Selebihnya, kita tidak menemukan dalam komunikasi periklanan, pemilihan nama acara, dan praktik berbahasa di dalam siaran itu sendiri. Alasannya, bahasa baku tidak bernilai jual (ekonomis), tidak gaul (komunikatif), tidak mengangkat gengsi (pencitraan), dan tidak mampu meraih penghayatan pembaca (intensitas). Kenyataan itu menempatkan bahasa Indonesia bukan lagi sebagai gaya hidup, bukan bagian dari jiwa penutur.

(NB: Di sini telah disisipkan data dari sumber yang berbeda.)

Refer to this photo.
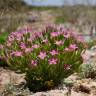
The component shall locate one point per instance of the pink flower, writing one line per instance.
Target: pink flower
(55, 34)
(53, 52)
(28, 50)
(67, 35)
(59, 42)
(22, 45)
(45, 41)
(33, 63)
(52, 61)
(73, 46)
(17, 54)
(35, 46)
(80, 38)
(67, 49)
(11, 38)
(42, 55)
(1, 46)
(67, 66)
(8, 44)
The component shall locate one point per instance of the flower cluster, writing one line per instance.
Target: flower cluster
(50, 55)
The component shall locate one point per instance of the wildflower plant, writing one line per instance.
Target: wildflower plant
(46, 57)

Kenyataan itu dapat dipahami melalui teori klasik Ludwig Wittgenstein. Katanya, "Tindak berbahasa sangat terikat dengan konteks yang membangun pembicaraan (Philosophical Investigaton, 1989:16)." Konteks itu adalah ruang dan waktu, tujuan penutur, dan segmen pendengar. Ketika seorang penutur berbicara, hal itu berarti mengikuti aturan yang ditentukan oleh kontekstualitas.

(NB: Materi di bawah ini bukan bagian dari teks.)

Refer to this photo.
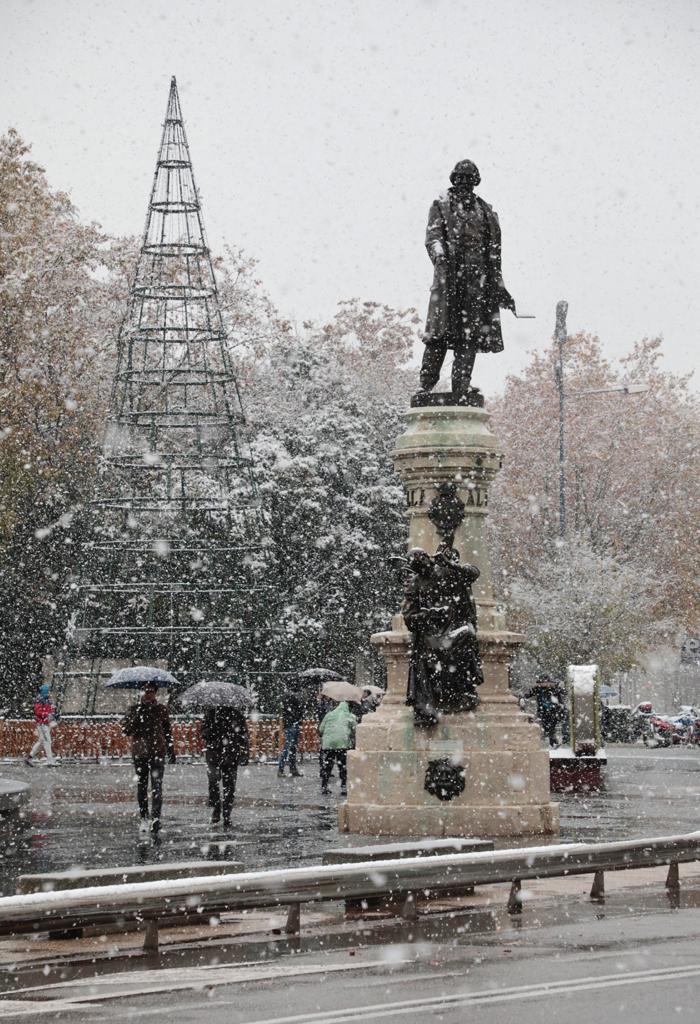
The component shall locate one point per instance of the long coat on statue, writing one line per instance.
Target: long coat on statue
(464, 307)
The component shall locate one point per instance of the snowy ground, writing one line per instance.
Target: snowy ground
(84, 813)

Bila teori itu sahih, penerapannya dalam konteks masa kini menjadi jelas bahwa bahasa Indonesia hanyalah menjadi satu dari sekian banyak aturan permainan dalam berbahasa. Posisinya tidak lagi dominan sebagai pembentuk aturan kuat dalam komunikasi di Indonesia. Sebab, tindak berbahasa masyarakat dibimbing bukan oleh budaya Indonesia (sebagaimana dicita-citakan Mohamad Jamin), tetapi budaya dominan yang diimpor.
Keinggris-inggrisan

Konfirmasi faktual, bila di Singapura ada tindak berbahasa Singlish (Singapore English), di Indonesia ada Indlish (Indonesia English). Singlish di Singapura adalah bahasa Inggris dengan logat Melayu (Singapura). Tetapi, bagi masyarakat Indonesia, Indlis diterjemahkan sebagai bahasa Indonesia yang keinggris-inggrisan: bahasa Indonesia bukan, bahasa Inggris juga bukan.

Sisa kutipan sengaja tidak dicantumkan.